Step 1: Materials
4x 12-1/4" (this dimension can be varied if you want it to be longer)
36x tee connectors
16x 45 degree connectors
1x cross connector
10x safety pins
(optional) miter box
(optional) file (highly recommended)
Step 2: Cutting the Pipe
Cut the pipe with the hack saw, using the miter box to help easily make a straight cut. Applying some beeswax to the back of the blade will help it go through like butter.
After you cut, file the ends of the pipe to smooth the rough edge. This is "optional", but connecting the pipes and connectors is a lot easier with a smooth end. You can use a regular file, or there is a tool made especially for filing the ends of PVC.
Step 3: Build Four Corner Walls
Add a 3" piece of pipe to the open end of each of the four T connectors. Then add a 45 degree connector to these.
Repeat four times to make four walls.
Step 4: Build Four Side Walls
The first difference is that there is a T connector at the center of the top of the wall.
The second difference is that two of the side walls are longer. These make for a nice door and also help fill up most of a queen-size bed.
The parts for the shorter pair of walls (pictured) are two 38 3/4" pipes, one 12 1/4" pipe, two 5 1/2" pipes, four T connectors and four 3" pieces.
The parts for the longer pair of walls are two 38 3/4" pipes, one 25 3/4" pipe, two 12 1/4" pipes, four T connectors and four 3" pieces. If you want a slightly longer fort, you could increase the length of the 12 1/4" pipes and increase the length of the 25 3/4" pipe by twice as much. You would also need to increase the length of the roof supports (described later).

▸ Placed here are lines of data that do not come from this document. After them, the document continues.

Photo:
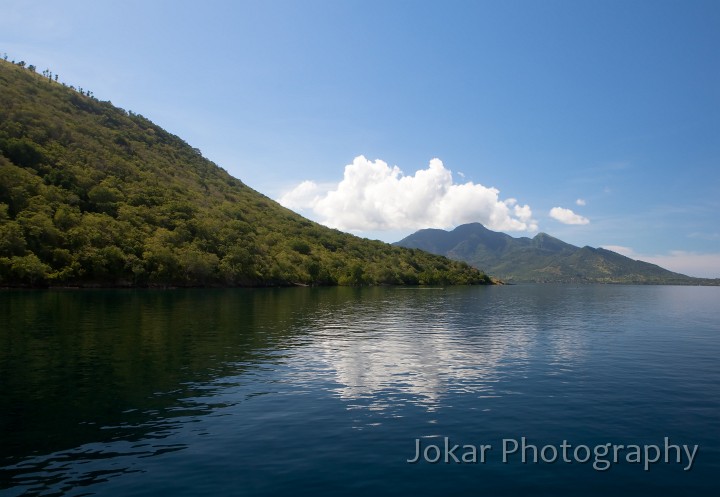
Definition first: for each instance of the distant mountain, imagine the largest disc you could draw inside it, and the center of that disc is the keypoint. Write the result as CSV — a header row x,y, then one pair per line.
x,y
542,258
92,195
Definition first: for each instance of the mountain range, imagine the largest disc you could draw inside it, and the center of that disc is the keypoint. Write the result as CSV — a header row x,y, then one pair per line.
x,y
542,258
93,195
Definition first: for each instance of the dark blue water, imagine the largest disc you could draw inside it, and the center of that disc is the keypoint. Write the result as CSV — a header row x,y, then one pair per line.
x,y
328,391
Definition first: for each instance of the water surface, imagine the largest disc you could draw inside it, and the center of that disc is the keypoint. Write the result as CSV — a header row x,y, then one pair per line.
x,y
325,391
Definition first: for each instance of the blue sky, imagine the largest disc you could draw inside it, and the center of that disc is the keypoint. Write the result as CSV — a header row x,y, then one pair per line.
x,y
529,106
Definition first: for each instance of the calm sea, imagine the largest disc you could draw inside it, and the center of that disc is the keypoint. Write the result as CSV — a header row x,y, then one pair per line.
x,y
328,392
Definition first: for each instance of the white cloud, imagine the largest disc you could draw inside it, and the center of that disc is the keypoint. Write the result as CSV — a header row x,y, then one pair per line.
x,y
374,196
566,216
680,261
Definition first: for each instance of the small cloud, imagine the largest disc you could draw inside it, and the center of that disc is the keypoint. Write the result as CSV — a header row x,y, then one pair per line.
x,y
373,196
566,216
305,195
705,236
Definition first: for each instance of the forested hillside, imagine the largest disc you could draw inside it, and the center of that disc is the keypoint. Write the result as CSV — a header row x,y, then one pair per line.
x,y
541,259
92,195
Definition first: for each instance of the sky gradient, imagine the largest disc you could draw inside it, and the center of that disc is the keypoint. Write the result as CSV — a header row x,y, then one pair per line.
x,y
596,122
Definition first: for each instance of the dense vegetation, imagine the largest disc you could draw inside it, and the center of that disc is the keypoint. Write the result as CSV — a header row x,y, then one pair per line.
x,y
92,195
542,259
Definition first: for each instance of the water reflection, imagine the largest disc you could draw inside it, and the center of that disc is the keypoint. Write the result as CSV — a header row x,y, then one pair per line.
x,y
414,347
94,382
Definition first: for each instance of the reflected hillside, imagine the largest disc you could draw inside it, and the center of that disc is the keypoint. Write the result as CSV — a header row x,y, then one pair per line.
x,y
104,365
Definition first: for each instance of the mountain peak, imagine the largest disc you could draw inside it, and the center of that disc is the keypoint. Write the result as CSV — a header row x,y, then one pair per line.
x,y
542,258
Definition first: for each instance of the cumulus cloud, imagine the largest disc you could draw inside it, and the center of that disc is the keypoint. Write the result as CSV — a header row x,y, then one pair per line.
x,y
374,196
567,216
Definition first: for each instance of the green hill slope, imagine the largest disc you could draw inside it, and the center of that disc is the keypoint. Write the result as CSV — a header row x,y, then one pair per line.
x,y
541,259
93,195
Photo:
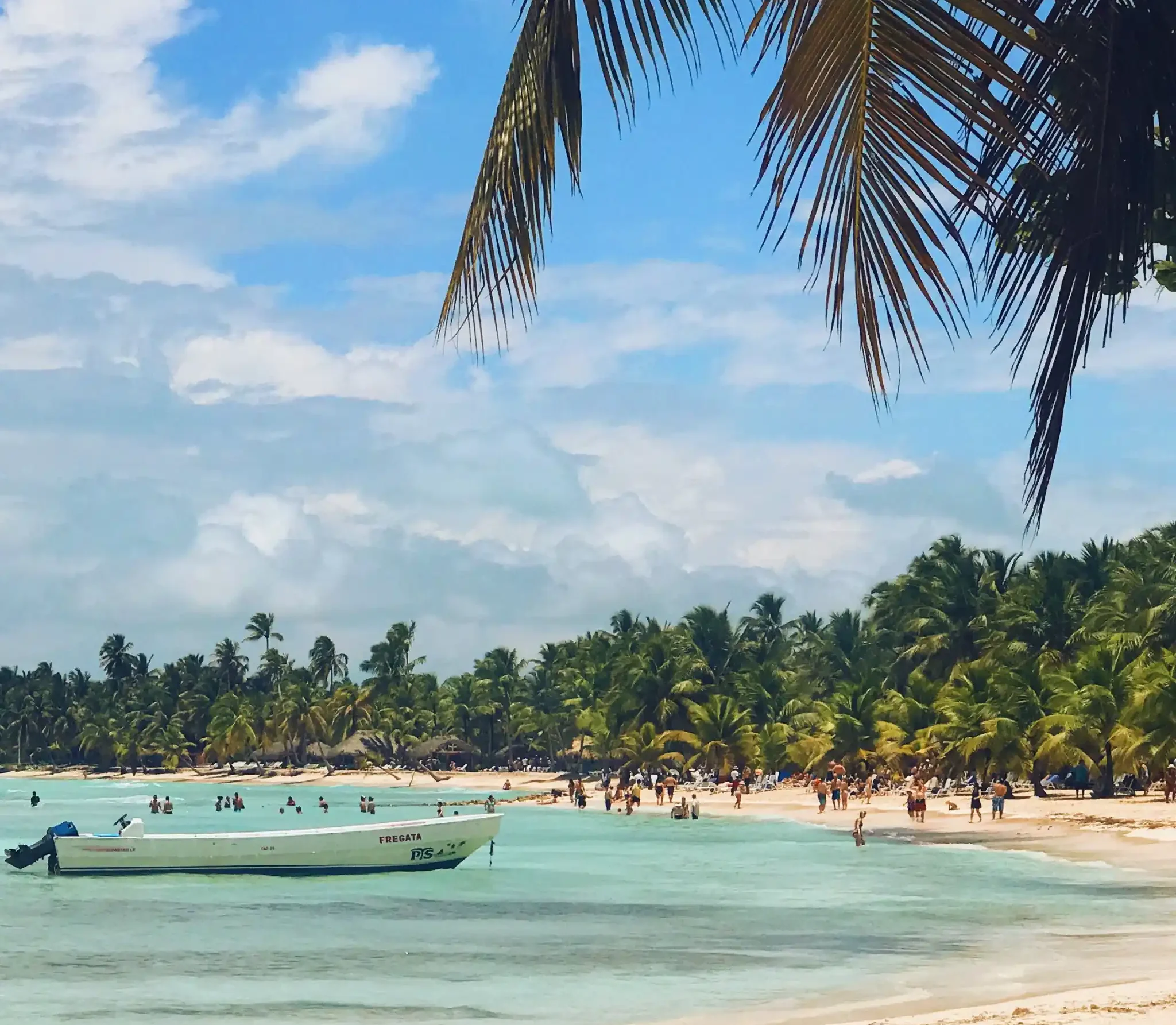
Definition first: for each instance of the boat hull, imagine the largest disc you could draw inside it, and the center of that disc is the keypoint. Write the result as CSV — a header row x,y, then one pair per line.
x,y
389,846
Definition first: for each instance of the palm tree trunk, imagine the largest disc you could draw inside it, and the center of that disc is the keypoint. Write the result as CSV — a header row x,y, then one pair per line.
x,y
1038,789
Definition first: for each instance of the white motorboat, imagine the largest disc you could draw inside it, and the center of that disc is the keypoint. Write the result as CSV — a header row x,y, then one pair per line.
x,y
384,846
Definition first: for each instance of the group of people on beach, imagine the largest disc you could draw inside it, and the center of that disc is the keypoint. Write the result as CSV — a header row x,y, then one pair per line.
x,y
835,784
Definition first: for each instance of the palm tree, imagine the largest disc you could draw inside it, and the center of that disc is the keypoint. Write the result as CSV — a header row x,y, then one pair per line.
x,y
230,666
722,733
115,657
233,728
646,749
1087,710
326,663
902,125
261,628
502,669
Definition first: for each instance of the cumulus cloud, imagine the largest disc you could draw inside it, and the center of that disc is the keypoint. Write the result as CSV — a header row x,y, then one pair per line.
x,y
87,127
39,353
266,365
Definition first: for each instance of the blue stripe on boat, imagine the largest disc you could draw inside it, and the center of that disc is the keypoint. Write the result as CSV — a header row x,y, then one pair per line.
x,y
270,870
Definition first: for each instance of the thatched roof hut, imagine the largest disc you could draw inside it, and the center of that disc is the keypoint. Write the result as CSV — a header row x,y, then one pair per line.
x,y
440,746
362,742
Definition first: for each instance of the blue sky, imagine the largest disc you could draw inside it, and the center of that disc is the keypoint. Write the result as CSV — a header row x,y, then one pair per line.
x,y
226,229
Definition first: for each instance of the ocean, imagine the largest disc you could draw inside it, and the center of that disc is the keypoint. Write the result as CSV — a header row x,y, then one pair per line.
x,y
612,919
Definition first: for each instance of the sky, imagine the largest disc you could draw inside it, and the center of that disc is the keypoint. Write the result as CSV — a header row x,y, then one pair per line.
x,y
225,232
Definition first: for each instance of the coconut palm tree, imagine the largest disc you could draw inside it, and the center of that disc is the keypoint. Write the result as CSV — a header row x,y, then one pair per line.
x,y
327,664
261,628
903,123
647,749
722,734
1087,707
502,671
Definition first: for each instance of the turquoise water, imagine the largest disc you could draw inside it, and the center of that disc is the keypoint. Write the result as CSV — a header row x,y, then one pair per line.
x,y
620,919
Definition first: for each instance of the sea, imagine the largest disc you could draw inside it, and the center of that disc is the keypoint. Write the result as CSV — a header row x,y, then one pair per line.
x,y
599,916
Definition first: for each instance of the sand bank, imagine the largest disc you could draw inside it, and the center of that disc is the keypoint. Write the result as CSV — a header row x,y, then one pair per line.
x,y
1131,833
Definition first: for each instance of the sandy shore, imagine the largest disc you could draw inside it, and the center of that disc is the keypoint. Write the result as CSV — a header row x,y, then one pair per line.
x,y
1132,833
1136,834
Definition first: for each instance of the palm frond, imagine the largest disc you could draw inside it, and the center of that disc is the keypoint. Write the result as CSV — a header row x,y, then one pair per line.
x,y
1085,206
502,243
860,104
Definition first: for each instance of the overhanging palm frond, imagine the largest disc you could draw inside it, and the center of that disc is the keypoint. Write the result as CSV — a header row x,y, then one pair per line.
x,y
1088,202
860,104
501,247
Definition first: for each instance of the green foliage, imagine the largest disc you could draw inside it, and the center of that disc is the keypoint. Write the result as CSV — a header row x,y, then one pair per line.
x,y
972,659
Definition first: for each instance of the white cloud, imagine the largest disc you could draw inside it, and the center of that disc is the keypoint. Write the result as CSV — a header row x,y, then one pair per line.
x,y
87,127
888,470
39,353
266,365
373,78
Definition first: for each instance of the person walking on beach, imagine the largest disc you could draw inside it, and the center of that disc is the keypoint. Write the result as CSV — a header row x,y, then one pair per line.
x,y
977,809
1000,789
860,830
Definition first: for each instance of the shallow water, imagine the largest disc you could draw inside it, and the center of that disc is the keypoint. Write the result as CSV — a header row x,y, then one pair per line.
x,y
613,918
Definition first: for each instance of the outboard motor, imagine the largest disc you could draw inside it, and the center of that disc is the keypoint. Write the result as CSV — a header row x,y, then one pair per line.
x,y
26,855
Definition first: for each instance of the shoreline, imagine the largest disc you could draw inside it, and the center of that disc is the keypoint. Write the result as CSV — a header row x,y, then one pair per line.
x,y
1133,834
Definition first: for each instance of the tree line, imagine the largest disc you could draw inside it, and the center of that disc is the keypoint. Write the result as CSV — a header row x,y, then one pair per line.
x,y
972,660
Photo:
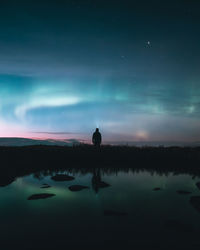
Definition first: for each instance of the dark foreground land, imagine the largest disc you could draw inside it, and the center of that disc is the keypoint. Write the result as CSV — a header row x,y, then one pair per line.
x,y
109,198
20,161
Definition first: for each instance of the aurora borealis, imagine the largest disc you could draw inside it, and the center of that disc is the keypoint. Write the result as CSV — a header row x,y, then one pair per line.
x,y
130,68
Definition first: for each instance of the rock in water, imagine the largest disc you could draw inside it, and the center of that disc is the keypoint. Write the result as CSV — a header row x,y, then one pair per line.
x,y
40,196
114,213
62,177
45,186
198,185
76,188
195,202
103,184
179,226
183,192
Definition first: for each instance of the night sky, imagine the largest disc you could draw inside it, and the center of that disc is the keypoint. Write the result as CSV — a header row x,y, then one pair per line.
x,y
131,68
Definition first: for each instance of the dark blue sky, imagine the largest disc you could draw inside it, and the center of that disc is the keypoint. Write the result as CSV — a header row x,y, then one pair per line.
x,y
129,67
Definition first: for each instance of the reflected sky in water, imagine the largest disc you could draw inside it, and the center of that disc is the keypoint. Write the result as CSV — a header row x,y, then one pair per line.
x,y
77,218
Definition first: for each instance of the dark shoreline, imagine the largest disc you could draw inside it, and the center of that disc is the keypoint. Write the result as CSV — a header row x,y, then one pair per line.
x,y
21,161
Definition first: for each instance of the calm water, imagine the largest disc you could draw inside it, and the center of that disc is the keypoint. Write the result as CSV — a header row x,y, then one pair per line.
x,y
76,219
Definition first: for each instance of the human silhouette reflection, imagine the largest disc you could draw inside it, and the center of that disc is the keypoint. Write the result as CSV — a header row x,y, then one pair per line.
x,y
96,138
97,183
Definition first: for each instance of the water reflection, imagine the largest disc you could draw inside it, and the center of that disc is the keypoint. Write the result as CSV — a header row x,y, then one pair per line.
x,y
114,207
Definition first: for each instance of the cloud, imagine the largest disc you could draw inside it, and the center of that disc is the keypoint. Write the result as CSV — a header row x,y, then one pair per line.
x,y
21,110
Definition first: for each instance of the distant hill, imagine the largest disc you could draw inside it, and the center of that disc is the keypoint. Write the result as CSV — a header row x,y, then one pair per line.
x,y
17,141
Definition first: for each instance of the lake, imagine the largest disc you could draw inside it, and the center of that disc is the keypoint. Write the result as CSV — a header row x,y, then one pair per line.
x,y
118,209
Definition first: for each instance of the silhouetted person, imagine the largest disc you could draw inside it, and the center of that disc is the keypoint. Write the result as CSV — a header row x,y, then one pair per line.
x,y
96,138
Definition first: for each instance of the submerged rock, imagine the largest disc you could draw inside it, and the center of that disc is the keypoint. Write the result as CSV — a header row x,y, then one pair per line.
x,y
114,213
40,196
75,188
195,202
183,192
62,177
45,186
103,184
178,226
198,185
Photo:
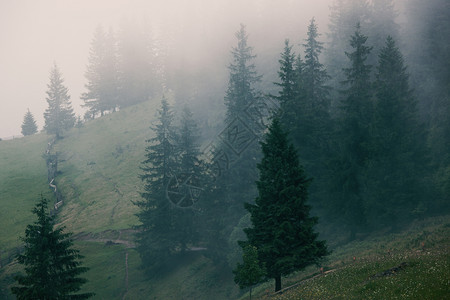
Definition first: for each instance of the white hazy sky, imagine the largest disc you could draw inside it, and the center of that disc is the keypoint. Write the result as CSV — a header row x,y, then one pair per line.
x,y
36,33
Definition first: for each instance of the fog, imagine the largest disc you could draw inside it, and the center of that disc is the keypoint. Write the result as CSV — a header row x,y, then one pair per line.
x,y
200,33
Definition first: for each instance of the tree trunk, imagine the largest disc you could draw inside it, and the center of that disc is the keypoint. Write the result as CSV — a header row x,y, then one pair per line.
x,y
277,283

You also don't attach 45 degree pieces on the corners when you build these walls.
Step 5: Assemble Walls
Connect the ends of the 3" pieces on the side walls into the 45 degree connectors on the corner walls. Done.
Step 6: Add Roof Supports
Connect each 33" pipe between the end wall and the cross connector.
Note: these pipe sections are actually a little longer than what would fit horizontally across this roof. This is intentional. You want the roof supports to bow upward a little bit. If flexing the pipe puts too much tension and breaks the corners of your fort, then you might need to shave off a little length.
Step 7: Blanket the Walls
Fold the edge of the blanket over the top rail and safety pin to itself. At the doors, I make both blankets extend past the center roof support, overlapping each other, to help keep the door flap closed. Pinning the second one requires a little tucking and is tricky with the safety pin.
Lift each end up the fort in turn and tuck the blanket under for a really snug fort.